Yesterday I attended the 5th BFI Future Film Festival at the BFI Southbank, an event which aims to showcase young and talented filmmakers, as well as providing under-25s who want to get a foot in the industry with advice and knowledge from industry experts.
Since my interest lies in primarily in documentary film, I was interested to go along to the Sunday event, which included the screening of films which had made the shortlist for the ‘Future Film Awards – Documentary short films’, as well as a ‘Film Critic Masterclass with Little White Lies’ (the super-trendy British independent movie magazine) and then a blogging workshop with the founder of popular movie blog, Permanent Plastic Helmet.
The day started early with the Documentary short film awards from 11am. Though I usually focus on reviewing feature length documentaries and films, I really enjoy short films and was very interested to see what young British filmmakers were creating. Short films don’t often get a lot of publicity, but they really are a fantastic medium, especially for telling personal life stories, which are often highly compelling or emotional, but cant stretch to a more than 45minute time slot.

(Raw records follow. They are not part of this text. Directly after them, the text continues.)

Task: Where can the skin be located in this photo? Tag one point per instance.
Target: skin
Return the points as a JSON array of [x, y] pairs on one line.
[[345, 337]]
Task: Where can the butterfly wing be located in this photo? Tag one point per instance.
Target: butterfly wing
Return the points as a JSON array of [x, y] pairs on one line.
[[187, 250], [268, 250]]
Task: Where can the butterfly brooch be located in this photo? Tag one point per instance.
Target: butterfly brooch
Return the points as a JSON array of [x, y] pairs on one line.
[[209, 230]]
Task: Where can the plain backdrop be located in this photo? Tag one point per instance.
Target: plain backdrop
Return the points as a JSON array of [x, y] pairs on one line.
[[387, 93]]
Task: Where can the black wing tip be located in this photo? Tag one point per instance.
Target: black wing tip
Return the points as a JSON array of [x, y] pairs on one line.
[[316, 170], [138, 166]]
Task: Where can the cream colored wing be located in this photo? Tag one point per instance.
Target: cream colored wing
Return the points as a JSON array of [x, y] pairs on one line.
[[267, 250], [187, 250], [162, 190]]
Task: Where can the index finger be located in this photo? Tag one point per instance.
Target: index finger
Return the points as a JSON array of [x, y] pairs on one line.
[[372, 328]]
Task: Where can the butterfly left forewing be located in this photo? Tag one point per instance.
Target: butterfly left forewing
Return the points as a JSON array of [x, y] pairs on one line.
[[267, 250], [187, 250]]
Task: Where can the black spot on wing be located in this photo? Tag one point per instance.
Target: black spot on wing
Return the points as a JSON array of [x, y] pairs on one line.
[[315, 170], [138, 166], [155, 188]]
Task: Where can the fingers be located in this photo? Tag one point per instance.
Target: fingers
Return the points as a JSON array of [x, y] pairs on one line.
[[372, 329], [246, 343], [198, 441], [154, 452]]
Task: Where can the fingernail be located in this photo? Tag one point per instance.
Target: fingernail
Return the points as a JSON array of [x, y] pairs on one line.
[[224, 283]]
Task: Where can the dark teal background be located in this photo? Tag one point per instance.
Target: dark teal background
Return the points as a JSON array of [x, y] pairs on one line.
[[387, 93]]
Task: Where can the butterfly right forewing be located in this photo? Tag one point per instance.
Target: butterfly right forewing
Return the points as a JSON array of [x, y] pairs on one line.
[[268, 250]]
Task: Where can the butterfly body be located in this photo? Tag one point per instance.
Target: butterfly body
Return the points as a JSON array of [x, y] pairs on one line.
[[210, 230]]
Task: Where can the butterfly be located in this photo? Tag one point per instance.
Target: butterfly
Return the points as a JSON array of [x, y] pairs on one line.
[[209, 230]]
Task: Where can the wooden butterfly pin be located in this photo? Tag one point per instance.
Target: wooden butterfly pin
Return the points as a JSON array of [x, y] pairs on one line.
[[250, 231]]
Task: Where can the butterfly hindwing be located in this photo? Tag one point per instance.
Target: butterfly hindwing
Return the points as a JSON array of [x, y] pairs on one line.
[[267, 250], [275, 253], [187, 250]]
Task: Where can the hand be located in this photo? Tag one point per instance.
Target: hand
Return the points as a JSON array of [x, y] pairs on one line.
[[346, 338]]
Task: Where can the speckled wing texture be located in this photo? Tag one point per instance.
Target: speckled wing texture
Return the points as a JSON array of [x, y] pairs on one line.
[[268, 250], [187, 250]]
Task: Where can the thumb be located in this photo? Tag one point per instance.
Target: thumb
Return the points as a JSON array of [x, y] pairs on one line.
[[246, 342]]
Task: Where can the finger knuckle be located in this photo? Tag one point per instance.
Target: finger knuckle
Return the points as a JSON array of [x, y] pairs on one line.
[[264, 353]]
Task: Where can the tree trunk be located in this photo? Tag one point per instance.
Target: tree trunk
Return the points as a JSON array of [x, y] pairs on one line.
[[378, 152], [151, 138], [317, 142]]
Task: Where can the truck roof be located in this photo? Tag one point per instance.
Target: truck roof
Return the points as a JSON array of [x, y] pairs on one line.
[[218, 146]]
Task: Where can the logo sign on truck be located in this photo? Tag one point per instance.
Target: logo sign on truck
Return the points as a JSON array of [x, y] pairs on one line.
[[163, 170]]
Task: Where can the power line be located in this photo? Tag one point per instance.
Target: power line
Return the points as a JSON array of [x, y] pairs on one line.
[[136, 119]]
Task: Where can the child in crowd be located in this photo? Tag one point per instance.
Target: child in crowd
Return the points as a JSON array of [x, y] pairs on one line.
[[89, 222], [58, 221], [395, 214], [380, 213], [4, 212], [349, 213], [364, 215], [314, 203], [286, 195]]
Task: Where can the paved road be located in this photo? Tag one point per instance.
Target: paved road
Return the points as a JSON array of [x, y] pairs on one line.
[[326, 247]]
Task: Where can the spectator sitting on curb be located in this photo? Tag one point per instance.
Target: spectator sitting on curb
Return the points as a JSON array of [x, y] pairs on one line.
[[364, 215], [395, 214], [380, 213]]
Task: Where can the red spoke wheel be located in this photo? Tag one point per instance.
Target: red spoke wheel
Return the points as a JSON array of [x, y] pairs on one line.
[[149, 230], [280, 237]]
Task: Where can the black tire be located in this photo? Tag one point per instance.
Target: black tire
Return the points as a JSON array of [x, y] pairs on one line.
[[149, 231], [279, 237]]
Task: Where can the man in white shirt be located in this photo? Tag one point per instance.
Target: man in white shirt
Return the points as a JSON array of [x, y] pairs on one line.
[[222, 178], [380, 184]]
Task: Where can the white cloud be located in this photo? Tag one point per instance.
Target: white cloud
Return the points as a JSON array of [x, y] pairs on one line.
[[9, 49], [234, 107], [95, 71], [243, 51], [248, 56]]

The highlight of the awards (and of the whole day) had to be the film ‘Lasting Rights‘ by Jon Gordon and Niko Alajoki, which deals with the issue of assisted dying or assisted suicide. Through a candid and highly emotional interview with a woman who had to deal with the heartache of seeing her elderly mother die slowly in hospital, as well as a healthcare specialist and a charity worker campaigning for the rights of the terminally ill, the film lays out the case for and against the controversial subject of assisted suicide.
‘Lasting Rights’ touched a personal note with me, having seen my own mother go through the same thing as the woman in the film. When my grandmother had a stroke in 2010, she was taken to hospital where her life was saved. Instead of dying in her bed, she was taken to hospital where modern medicine helped keep her alive. Though many would see this as a good thing, in my grandmother’s case, hospitalisation only kept her at the edge of life and two months of limited care in an NHS facility was just not sufficient. All this time, my mother travelled from London to Bexhill (where my grandmother was situated) three times a week- causing yet more physical and emotional distress into the equation. Eventually, after my grandmother was finally deemed stable enough to return to the nursing wing of her care home, she passed away.
Watching ‘Lasting Rights’ brought back all the memories of those terrible few months and seeing that the film’s subject had gone though exactly the same thing as my own mother was deeply upsetting. However, the cinematic nature of the filming, and the sensitivity with which the subject matter was handled ensured that it was not an entirely depressing story. In my opinion, it was a beautiful presentation of the personal reasons for assisted suicide.
I was so impressed with the film, please have a watch of the trailer, I’m not sure how you can get a hold of the full-length version, I suggest tweeting the Director of Photography, Niko, if you are interested in the film.
The rest of the day was far less emotional, particularly the dry and down-right dull ‘Masterclass’ with the boys from Little White Lies. Talk about a snore-fest, very disappointing, I wish I’d spent my time at the Documentary Pitching workshop instead. Sigh. The blogging workshop was a much greater success, however. A big thanks to Ash Clark from Permanent Plastic Helmet for his advice and knowledge-sharing!
Overall it was an interesting day, if you are looking for gaining experience and skills within the film industry, I recommend you pop along to the 6th Future Film Festival next year.